Tu as du faire une longue rééducation, comment c’est elle passée ?

J’ai eu environ deux mois de plâtre en plein été (RIRES) Ensuite il a fallu réapprendre à marcher tout simplement, retrouver de l’élasticité au niveau du pied. J’ai fait tout ça à Orléans, dans un premier temps, chez moi avec mon kiné et mon docteur.
Ensuite il y a eu la période à Capbreton où j’ai travaillé pendant trois semaines beaucoup plus spécifiquement avec des gens spécialisés dans la rééducation du tendon d’Achille.
Et pour finir je suis rentré à Bordeaux où j’ai commencé le travail spécifique basket avec Loïc notre kiné.

Je me doute que cela a été une période également difficile quand on voit ses coéquipiers reprendre la saison sans nous, qu’est ce qui t’a motivé chaque jour à travailler pour revenir ?

Déjà c’était un vrai challenge personnel : celui de retrouver des sensations pour la vie de tous les jours, puis celles du basket et enfin de retrouver le niveau que j’avais avant la blessure.
Ensuite, quand on voit ses potes qui s’entendent tous bien, l’ambiance qui règne dans l’équipe et les victoires qui s’enchainent, tu te dis que tu as vraiment envie d’y participer et donc de revenir le plus rapidement possible.

Tu as rejoint le groupe depuis plus d’un mois maintenant, comment le sens tu ?

Déjà avant, comme je le disais, le groupe était sain avec une bonne ambiance et ca n’a pas changé depuis bien évidemment. Je suis persuadé qu’on va réussir à atteindre nos objectifs grâce à cette cohésion.

Apres onze victoires consécutives, nous avons perdu chez le leader DENAIN, comment analyses-tu cette défaite ?

On n’a peut être pas eu assez de lucidité pendant le match, mais ce qui est encore plus regrettable c’est le gros écart creusé dans les deux dernières minutes. J’’espère que cela n’aura pas d’incidence sur notre fin de saison.

Comment le groupe a vécu cette défaite et penses tu que nos objectifs soient encore réalisables ?

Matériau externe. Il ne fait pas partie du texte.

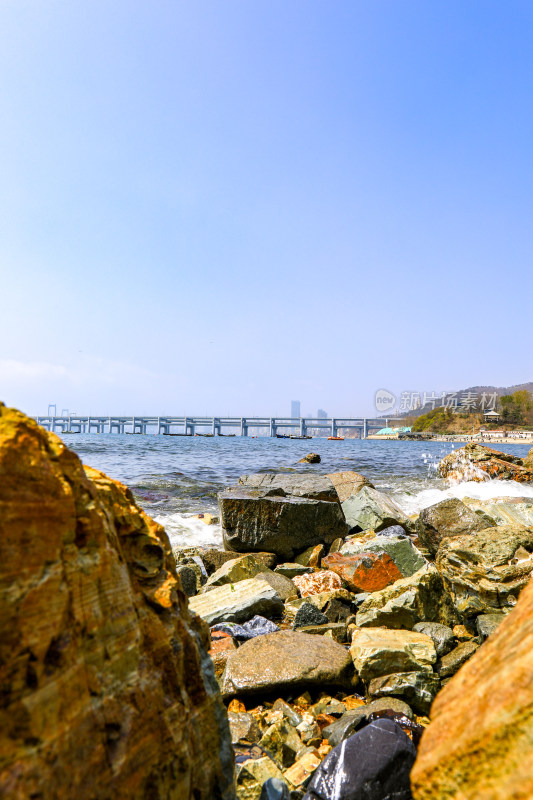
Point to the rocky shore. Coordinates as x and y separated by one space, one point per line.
336 649
336 620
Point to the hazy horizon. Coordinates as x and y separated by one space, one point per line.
220 208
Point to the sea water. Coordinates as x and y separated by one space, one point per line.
175 478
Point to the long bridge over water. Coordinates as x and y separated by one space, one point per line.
188 426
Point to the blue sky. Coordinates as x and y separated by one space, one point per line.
217 207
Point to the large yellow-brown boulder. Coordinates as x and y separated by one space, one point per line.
106 688
479 744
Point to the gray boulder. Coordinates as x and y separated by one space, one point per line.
370 509
314 487
445 519
484 572
418 689
252 520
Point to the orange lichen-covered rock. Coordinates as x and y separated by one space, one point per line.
479 743
364 572
317 582
106 687
475 462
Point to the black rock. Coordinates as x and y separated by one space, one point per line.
308 614
373 764
487 623
188 580
274 789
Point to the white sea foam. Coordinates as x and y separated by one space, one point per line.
485 490
186 530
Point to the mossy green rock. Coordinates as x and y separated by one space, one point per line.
371 509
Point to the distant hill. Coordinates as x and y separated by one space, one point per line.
478 390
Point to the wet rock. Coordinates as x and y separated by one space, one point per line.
288 711
379 651
448 518
418 689
394 531
487 624
107 688
370 509
285 588
257 626
311 556
252 520
253 774
237 602
310 458
364 571
187 576
337 611
336 630
344 727
284 661
475 462
219 652
504 510
373 764
292 569
238 569
275 789
479 742
282 742
485 572
348 483
243 727
314 487
317 583
442 636
453 661
300 772
308 614
400 549
408 601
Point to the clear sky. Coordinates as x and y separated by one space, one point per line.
218 207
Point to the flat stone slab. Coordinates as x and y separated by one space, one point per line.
286 660
252 520
371 509
237 602
315 487
348 483
379 651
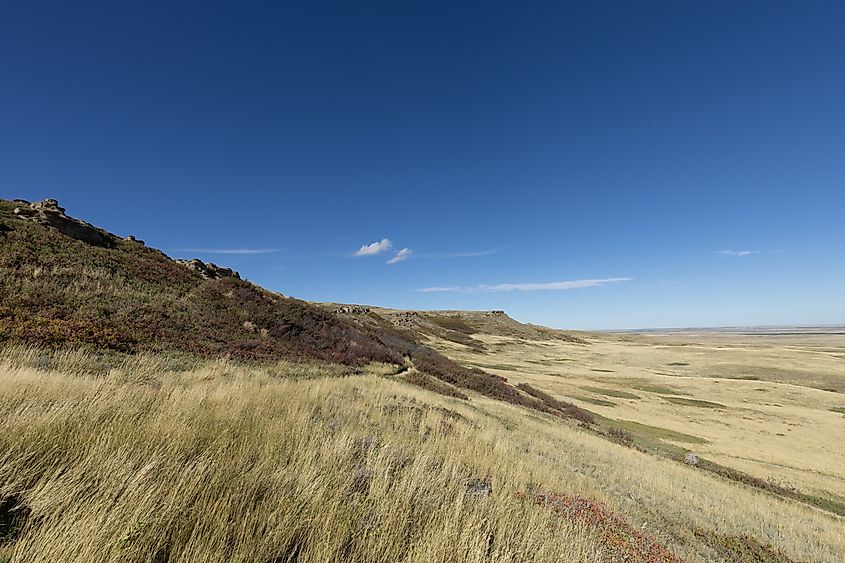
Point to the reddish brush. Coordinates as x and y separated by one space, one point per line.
616 533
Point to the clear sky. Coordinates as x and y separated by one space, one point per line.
578 164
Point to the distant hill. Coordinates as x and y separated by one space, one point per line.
455 326
65 282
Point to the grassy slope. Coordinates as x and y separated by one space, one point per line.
227 463
59 291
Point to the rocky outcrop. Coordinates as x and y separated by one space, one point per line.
352 310
209 270
49 214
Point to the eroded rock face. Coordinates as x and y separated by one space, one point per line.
352 310
49 214
209 270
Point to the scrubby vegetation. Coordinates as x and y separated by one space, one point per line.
318 463
59 292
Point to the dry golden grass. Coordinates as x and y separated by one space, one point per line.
771 427
226 463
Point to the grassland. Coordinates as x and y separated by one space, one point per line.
778 429
308 462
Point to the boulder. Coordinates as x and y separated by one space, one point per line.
50 214
209 270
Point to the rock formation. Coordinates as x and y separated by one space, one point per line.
209 270
49 214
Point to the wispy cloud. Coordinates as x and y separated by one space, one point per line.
403 254
228 250
561 285
739 253
374 248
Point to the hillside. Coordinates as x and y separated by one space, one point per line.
65 282
204 418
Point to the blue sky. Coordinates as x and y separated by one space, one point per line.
578 164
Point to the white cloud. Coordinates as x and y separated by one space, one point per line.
228 250
572 284
739 253
374 248
403 254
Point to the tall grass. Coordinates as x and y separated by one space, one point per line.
221 464
293 463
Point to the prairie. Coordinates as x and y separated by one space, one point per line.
309 462
769 405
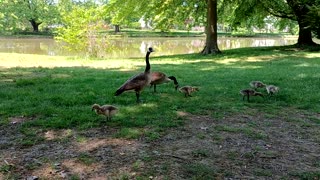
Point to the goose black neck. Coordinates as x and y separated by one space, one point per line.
147 63
174 79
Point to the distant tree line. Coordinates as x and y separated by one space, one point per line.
75 20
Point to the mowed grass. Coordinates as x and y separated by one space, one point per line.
58 92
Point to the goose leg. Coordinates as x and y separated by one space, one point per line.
138 96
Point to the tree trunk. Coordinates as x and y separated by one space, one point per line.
211 46
35 25
305 35
301 10
117 28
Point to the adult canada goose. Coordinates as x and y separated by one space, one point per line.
257 84
106 110
249 92
161 78
138 82
187 90
271 89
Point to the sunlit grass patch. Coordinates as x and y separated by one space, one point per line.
58 92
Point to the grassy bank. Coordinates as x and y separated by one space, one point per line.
61 97
148 33
47 127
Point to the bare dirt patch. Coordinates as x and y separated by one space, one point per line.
256 146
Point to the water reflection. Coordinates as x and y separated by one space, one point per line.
136 47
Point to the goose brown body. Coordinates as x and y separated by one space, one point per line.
249 92
187 90
138 82
161 78
106 110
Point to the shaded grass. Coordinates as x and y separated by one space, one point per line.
61 97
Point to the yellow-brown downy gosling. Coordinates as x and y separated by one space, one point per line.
249 92
138 82
257 84
271 89
187 90
161 78
106 110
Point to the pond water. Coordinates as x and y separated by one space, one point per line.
136 47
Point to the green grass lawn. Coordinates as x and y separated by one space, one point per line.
61 97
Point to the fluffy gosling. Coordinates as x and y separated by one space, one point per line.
187 90
271 89
248 93
257 84
106 110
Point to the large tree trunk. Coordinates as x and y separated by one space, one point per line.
35 25
301 10
211 46
305 35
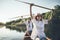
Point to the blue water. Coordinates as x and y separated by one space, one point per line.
7 34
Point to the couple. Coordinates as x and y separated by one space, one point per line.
35 28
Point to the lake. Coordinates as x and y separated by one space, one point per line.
7 34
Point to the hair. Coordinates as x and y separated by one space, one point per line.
38 15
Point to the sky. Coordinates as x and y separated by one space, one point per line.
12 8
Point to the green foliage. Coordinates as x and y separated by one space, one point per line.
54 25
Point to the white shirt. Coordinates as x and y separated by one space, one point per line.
28 26
38 29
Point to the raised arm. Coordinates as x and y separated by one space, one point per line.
31 10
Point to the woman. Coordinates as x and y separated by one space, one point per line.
29 27
38 30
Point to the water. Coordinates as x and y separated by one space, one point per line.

Plutôt bien puisqu’on a vite fait le deuil et réagi en gagnant le week-end d’après à la maison contre St Etienne, autre grosse équipe de la poule. L’objectif est bien sûr toujours d’actualité puisqu’on a vu qu’au même moment Denain est allé perdre à St Quentin donc tout peut se jouer dans ce championnat.

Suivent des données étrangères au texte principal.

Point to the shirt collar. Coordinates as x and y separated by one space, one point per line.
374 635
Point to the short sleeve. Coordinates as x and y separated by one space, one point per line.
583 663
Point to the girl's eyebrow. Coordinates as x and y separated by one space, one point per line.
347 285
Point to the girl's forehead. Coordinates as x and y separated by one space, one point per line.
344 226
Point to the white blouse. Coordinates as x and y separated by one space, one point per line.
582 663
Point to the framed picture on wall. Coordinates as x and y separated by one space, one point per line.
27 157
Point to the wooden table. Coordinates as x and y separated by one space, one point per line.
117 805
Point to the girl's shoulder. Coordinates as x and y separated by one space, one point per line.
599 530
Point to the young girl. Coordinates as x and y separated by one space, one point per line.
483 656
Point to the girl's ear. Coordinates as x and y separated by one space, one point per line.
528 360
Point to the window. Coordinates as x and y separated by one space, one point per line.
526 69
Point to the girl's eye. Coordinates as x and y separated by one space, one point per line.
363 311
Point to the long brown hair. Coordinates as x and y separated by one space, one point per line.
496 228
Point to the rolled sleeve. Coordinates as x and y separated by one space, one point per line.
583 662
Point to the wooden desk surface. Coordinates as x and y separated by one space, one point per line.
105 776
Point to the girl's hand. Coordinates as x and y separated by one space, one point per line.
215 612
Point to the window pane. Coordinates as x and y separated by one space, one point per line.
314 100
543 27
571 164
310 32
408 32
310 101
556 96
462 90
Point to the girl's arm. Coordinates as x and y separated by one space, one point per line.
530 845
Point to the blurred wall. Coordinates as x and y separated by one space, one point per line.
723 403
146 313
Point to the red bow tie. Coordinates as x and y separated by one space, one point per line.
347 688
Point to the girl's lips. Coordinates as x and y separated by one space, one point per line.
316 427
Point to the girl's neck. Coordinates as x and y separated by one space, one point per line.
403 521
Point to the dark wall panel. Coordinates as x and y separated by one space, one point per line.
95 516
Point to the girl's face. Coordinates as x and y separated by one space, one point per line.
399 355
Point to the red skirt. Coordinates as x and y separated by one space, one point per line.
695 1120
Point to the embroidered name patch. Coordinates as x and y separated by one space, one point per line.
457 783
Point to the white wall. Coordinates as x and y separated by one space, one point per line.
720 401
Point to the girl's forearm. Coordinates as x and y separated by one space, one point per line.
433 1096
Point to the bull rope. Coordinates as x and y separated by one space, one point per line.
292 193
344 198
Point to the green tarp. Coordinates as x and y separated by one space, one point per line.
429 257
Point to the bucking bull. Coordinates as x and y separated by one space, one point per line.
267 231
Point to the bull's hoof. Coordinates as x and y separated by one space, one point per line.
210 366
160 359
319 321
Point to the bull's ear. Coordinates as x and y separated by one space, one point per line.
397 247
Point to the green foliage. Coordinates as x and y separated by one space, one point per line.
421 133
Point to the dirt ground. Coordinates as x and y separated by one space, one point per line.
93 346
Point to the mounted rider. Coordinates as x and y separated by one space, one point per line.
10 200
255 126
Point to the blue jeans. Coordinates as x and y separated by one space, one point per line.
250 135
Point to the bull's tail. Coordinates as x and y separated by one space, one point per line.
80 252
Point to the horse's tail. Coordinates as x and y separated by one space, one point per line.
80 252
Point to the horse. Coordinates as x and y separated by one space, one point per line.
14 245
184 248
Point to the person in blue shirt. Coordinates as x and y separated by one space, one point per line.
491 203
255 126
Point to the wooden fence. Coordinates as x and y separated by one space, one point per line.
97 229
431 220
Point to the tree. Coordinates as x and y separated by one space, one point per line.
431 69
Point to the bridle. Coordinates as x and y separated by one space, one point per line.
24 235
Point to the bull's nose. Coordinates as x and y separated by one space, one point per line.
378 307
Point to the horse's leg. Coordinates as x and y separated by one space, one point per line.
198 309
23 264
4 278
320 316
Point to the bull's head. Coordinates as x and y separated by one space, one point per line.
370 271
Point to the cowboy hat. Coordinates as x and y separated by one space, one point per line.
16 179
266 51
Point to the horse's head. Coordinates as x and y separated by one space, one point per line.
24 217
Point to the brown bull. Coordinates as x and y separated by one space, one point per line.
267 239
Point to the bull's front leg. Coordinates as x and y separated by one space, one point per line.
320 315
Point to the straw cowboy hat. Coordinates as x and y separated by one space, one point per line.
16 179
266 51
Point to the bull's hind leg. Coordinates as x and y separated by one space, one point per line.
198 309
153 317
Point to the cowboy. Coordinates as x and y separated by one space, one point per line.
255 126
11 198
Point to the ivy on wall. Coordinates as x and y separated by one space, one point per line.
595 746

En parlant de montée, tu en as vécu une avec Orléans, quels sont pour toi les ingrédients pour réussir ?

Il faut savoir gérer le statut de favori car même si nous ne sommes pas premier au classement, nous sommes attendus dans toutes les salles.
Il nous faut aussi être pro jusqu’au bout, ne pas se relâcher malgré la longueur de la saison, ne pas perdre de match bêtement et garder cette régularité tout au long de la saison.

Enfin que penses-tu de l’arrivée de Ronny TURIAF dans le club ?

C’est bien pour le club, ça prouve que le club continue à se professionnaliser. Je pense que c’est ce qui manquait à Bordeaux : un grand club pro.
C’est évident qu’avec un apport comme l’investissement fort de Boris DIAW notre président et maintenant Ronny TURIAF, cela prouve que le projet est prometteur et intéressant.

SOUVENIRS DE NOËL ...

Qu’est ce que tu vas commander au Père Noël ?

Surtout une santé et de ne plus me blesser.

et pour l’équipe ?

D’atteindre nos objectifs.

Quel serait le plus beau cadeau pour toi ?

Je vais l’avoir avec ma fille.

et pour l’équipe ?

La montée bien sûr.

Quel est le plus beau cadeau que tu aies reçu et par qui ?

J’en ai tellement eu que je ne m’en souviens plus (RIRE !!!!!!!!)

Le plus ridicule et par qui ?

Aïe, là je ne vais pas me faire d’amis. Au début de la relation avec ma femme, mes beaux parents m’avaient offert un panier garni avec pas mal de porc dedans alors que je suis musulman.

Quel est le plus beau cadeau que tu as offert et à qui ?

La demande en mariage à ma femme.

A qui tu ne feras jamais de cadeau ?

A Jean Denys Choulet - entraineur de Roanne.

Quel est le cadeau dont tu rêves et que tu n’auras jamais ?

Le ticket gagnant de l’euromillions et des cheveux !!!!!

Penses tu être toi même un cadeau ?

Bien sûr !!! Le meilleur même ... mais empoisonné parfois j’avoue.

Qui serait la mère Noël idéale pour toi ?

Kim KARDASHIAN.

Tu as cru au Père Noël jusqu’à quel âge ?

En fait chez nous on ne fête pas Noël donc je n’y ai jamais cru car on ne m’en a jamais parlé. Je le fête car ma femme le fête maintenant.

Ton plus beau cadeau va arriver non ?

En effet, j’attends avec impatience l’arrivée de ma fille autour du 9 janvier.